Because she remains unvaccinated, she is required to always wear a mask, even in areas without patients, and to maintain a six-foot distance from others when feasible. Kidd, who has had two mild cases of COVID-19, said, ”If I were sick, I would have to stay home, obviously.”

Kidd’s lawsuit, which also lists the Clark County Board of Commissioners and its administrator as defendants, said that she has suffered “irreparable injuries and deprivation of income in the form of wages and prospective benefits, promotion opportunities and job assignments due to her as an employee, and emotional pain and suffering, mental anguish, humiliation, embarrassment, indignity, and other intangible injuries in an amount to be proven at trial.”

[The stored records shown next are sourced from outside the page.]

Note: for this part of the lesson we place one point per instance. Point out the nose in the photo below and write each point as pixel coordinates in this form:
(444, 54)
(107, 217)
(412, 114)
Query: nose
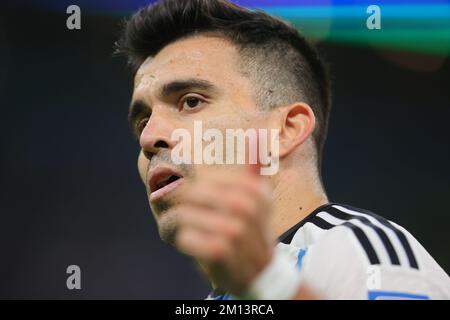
(156, 136)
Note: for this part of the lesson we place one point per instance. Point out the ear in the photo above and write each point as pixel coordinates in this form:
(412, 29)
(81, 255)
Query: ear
(297, 125)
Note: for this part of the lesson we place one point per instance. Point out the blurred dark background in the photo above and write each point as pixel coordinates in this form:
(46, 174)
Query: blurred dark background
(70, 192)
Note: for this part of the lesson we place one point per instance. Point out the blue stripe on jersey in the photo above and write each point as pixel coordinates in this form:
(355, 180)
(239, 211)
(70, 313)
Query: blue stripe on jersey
(300, 256)
(387, 295)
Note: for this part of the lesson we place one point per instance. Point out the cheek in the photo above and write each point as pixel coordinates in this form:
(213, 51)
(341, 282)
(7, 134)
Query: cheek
(142, 166)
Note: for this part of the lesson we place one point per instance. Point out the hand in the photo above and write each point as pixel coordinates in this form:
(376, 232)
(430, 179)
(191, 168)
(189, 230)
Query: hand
(224, 224)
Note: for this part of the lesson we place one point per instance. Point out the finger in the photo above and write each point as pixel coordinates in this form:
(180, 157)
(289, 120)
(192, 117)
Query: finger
(209, 221)
(202, 246)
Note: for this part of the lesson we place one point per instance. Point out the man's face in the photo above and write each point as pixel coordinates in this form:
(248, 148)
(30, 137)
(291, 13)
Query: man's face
(194, 79)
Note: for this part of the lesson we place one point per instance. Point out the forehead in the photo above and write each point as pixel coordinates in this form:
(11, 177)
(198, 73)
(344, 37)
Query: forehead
(206, 57)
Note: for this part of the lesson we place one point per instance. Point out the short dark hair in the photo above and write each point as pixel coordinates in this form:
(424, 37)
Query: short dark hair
(285, 67)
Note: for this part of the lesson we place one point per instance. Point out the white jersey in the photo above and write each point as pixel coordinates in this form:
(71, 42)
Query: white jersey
(348, 253)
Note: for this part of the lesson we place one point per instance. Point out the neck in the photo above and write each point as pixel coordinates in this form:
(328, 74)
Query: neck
(295, 197)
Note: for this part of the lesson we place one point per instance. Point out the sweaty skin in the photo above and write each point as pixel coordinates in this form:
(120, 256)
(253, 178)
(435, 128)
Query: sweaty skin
(226, 217)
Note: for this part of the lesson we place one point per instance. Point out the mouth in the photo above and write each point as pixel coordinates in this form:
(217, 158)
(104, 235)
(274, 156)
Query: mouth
(162, 181)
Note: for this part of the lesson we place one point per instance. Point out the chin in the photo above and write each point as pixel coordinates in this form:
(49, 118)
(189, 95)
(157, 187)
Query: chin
(167, 227)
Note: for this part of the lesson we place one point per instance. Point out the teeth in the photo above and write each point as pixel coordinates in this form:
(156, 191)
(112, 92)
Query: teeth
(166, 181)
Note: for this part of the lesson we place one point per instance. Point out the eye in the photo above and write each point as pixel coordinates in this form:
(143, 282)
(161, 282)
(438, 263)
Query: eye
(191, 102)
(140, 126)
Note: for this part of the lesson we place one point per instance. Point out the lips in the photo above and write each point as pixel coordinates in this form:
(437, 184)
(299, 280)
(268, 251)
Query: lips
(163, 180)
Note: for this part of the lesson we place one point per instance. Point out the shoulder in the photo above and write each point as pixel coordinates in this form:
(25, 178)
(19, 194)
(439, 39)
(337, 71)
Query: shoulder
(360, 247)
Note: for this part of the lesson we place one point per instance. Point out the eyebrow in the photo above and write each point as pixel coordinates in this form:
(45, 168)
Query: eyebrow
(139, 107)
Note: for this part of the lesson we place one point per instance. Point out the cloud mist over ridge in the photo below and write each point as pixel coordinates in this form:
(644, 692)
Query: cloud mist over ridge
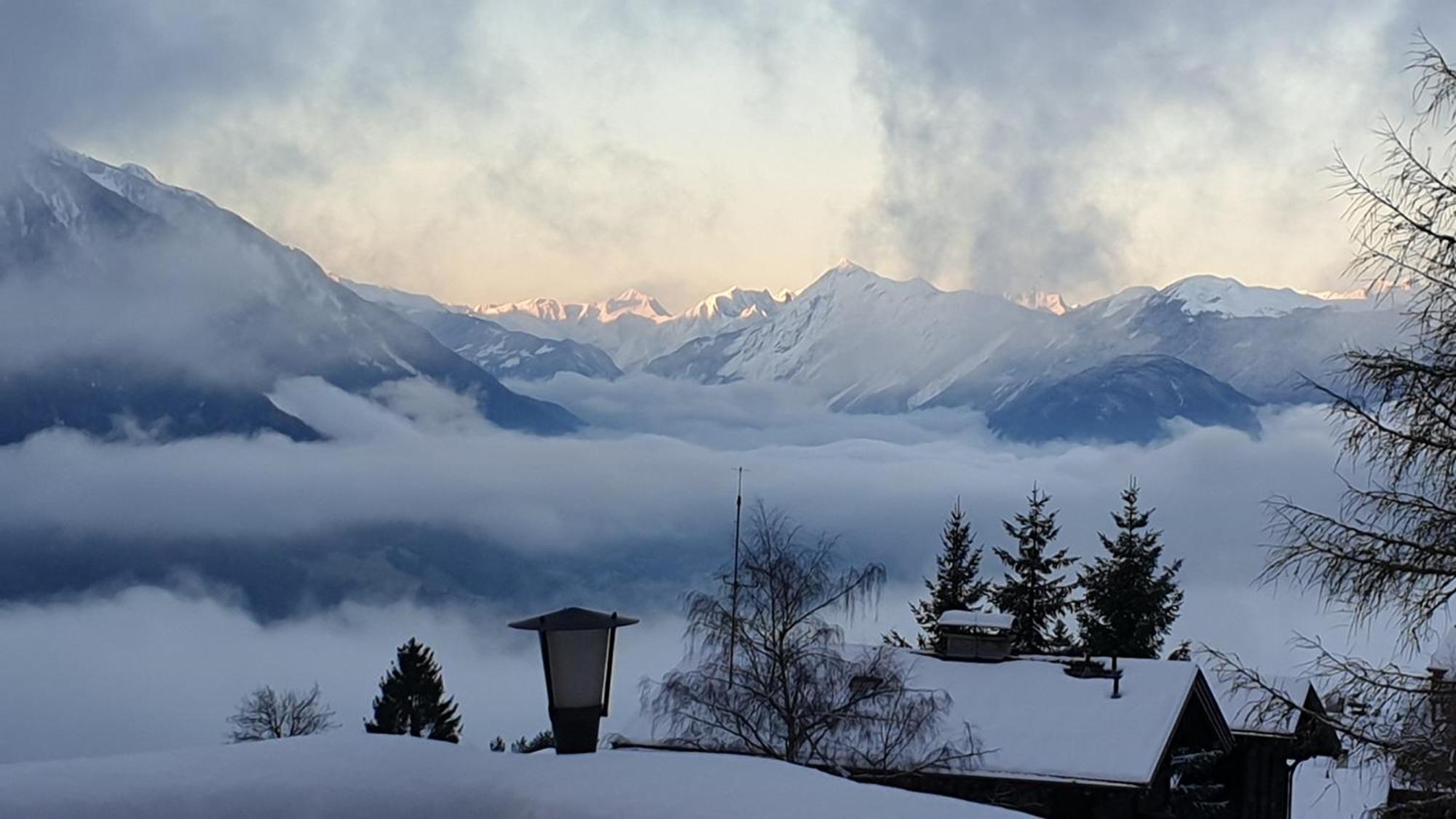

The lawsuit also seeks punitive damages.

The Nevada Equal Rights Commission did not find probable cause that the law was broken, the determination in the vast majority of cases, said Trevor Hatfield, Kidd’s attorney. It issued her a right to sue, allowing the lawsuit to move forward.

Reports are not widespread of lawsuits by health care workers in connection with COVID-19 vaccination requirements. However, there’s been considerable pushback against the federal mandate. Last month, a coalition of 22 states filed a petition seeking its repeal. Nevada is not part of the coalition, which is being led by Montana’s attorney general.

The petition, filed under the Administrative Procedures Act, calls on the U.S. Department of Health and Human Services and the Centers for Medicare and Medicaid Services (CMS) to withdraw the mandate. The mandate, the coalition said, has violated the rights of health care workers and worsened staffing shortages.

In a news release, Montana Attorney General Austin Knudsen did not mince words: “The Biden administration should have never imposed this mandate, and CMS should now throw it in the trash bin where it belongs.”